Yap, benar, hari ini tanggal 14 Februari, bertepatan dengan dibunuhnya pendeta baik itu, Valentinus namanya. Aku mengenangnya karena selain sebagai hari bahagiaku, hari ini merupakan hari tersedih sepanjang hidupku. Semua kisah menyebalkanku berawal dari si brengsek Claudius. Walau aku sudah tua, renta dan sendiri, setiap perbuatan Claudius masih terekam dengan baik di kepalaku. Mirip seperti film yang selalu diputar di otakku hingga setiap hari semakin menambah kebencianku pada Claudius. 'Aku tak rela pendetaku kau hukum se-enak jidatmu'
***
25 tahun yang lalu...
"Ada berapa orang yang berangkat ke markas pagi ini?" raja menatap pimpinan markas dengan tatapan tajam.
"Hanya ada 500 orang, Yang Mulia," ucapnya sambil menundukkan kepala, gemetar dan takut.
"Kenapa yang lain tidak berangkat? Bukankah wabah penyakit sudah berlalu? Stok obatnya juga sudah aku kirimkan ke rumah warga, secara menyeluruh," selisik sang raja.
"Maaf Yang Mulia, tapi kebanyakan dari mereka izin untuk berbulan madu bersama kekasih mereka," pimpinan markas semakin menundukkan wajahnya. Keringat dingin mulai memenuhi wajah dan badannya.
"APA?! Jadi kekasihnya itu lebih penting dari memenangkan perang kali ini?" raja mendengus kesal. Di dalam dadanya sudah terlalu banyak angkara murka.
Sedetik kemudian, ia melempar piring saji yang disajikan khusus untuk raja.
"Dengar, ya? Aku tidak mau menerima alasan tidak masuk akal seperti ini lagi. Paham!" teriak raja dengan lantang. Marahnya belum kembali reda, malah semakin memuncak.
"Iya baginda. Hamba paham," ucapnya pelan.
"Paham apa! Hah! Larang juga seluruh rakyat untuk menikah, kalau perlu penjarakan semua wanita. Semua laki-laki harus berpartisipasi dalam perang. Wanita hanya menjadi pengacau saja. Benar-benar tak berguna. Dasar sampah!" kali ini emosinya benar-benar harus di keluarkan, kalau tidak, apa kabar dengan penyakit jantungnya, penyakit hatinya, dan beberapa penyakit kritis lainnya. Komplikasi.
"Siap, laksanakan Yang Mulia," pemimpin markas segera undur diri, takut rajanya marah lagi. Badannya masih merinding, keringat dinginnya masih muncul, malah semakin deras.
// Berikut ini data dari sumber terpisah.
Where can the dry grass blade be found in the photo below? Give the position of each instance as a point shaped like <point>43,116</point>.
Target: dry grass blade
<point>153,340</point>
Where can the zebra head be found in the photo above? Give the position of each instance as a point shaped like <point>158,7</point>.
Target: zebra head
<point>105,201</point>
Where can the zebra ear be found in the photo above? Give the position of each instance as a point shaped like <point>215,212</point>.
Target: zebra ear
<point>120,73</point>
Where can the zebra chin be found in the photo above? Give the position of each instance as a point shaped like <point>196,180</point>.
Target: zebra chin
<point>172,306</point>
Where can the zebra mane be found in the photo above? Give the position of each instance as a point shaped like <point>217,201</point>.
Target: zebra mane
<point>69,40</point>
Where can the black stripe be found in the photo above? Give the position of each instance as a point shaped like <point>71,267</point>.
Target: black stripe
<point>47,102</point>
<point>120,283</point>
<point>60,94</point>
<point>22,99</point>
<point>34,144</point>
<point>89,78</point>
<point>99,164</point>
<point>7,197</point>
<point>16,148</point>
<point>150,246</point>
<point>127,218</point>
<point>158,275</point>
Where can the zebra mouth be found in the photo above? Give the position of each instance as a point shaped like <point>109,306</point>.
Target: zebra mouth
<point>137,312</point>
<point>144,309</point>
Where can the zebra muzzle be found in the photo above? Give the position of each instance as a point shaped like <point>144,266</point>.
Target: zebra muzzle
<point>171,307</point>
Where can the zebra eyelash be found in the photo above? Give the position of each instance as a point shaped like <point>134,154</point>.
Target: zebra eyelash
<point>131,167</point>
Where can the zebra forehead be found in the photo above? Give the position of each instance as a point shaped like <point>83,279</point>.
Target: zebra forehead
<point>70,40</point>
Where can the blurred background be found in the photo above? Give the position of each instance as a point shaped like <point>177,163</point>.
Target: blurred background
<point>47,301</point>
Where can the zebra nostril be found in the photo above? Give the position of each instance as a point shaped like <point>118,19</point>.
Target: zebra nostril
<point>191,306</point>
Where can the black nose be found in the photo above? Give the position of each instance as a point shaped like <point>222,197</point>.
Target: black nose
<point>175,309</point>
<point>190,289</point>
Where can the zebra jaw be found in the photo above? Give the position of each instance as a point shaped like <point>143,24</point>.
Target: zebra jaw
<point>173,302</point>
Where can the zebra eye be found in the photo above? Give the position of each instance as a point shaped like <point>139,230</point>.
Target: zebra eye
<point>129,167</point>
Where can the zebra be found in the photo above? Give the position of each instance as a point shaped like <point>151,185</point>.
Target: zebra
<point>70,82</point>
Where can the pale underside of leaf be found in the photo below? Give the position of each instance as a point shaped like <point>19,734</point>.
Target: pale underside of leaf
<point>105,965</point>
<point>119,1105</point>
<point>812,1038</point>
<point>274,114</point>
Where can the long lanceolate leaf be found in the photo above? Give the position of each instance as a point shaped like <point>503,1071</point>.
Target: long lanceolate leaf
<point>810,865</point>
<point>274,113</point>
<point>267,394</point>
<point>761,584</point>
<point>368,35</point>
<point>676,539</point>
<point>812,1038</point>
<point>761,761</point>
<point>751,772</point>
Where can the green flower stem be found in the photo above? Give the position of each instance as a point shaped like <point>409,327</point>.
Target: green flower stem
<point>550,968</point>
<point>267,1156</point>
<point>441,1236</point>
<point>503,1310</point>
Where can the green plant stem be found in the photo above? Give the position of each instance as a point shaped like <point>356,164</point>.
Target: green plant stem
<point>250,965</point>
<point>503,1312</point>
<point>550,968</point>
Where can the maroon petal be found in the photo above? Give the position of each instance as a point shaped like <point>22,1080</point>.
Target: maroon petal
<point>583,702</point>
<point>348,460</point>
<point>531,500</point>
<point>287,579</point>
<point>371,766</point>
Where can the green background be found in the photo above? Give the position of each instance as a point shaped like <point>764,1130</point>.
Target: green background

Salah siapa membayangkan pedang raja menebas leher jenjangnya.
Langkah lebar pemimpin markas menyibak rerumputan tinggi di padang rumput milik kerajaan itu. Tergesa-gesa. Membuat keringat dinginnya menyatu dengan keringat panasnya, asin. Baju pemimpin markas kini telah basah, seperti diguyur air hujan. Dari jauh peluh itu tampak berkilauan menghiasi wajah hitamnya. Benar-benar terik, siang itu. Bahkan semut tak tampak di sela-sela tanah yang gersang, kering bagai hati tanpa penghuni.
"Buka!" seru pemimpin markas dengan lantang.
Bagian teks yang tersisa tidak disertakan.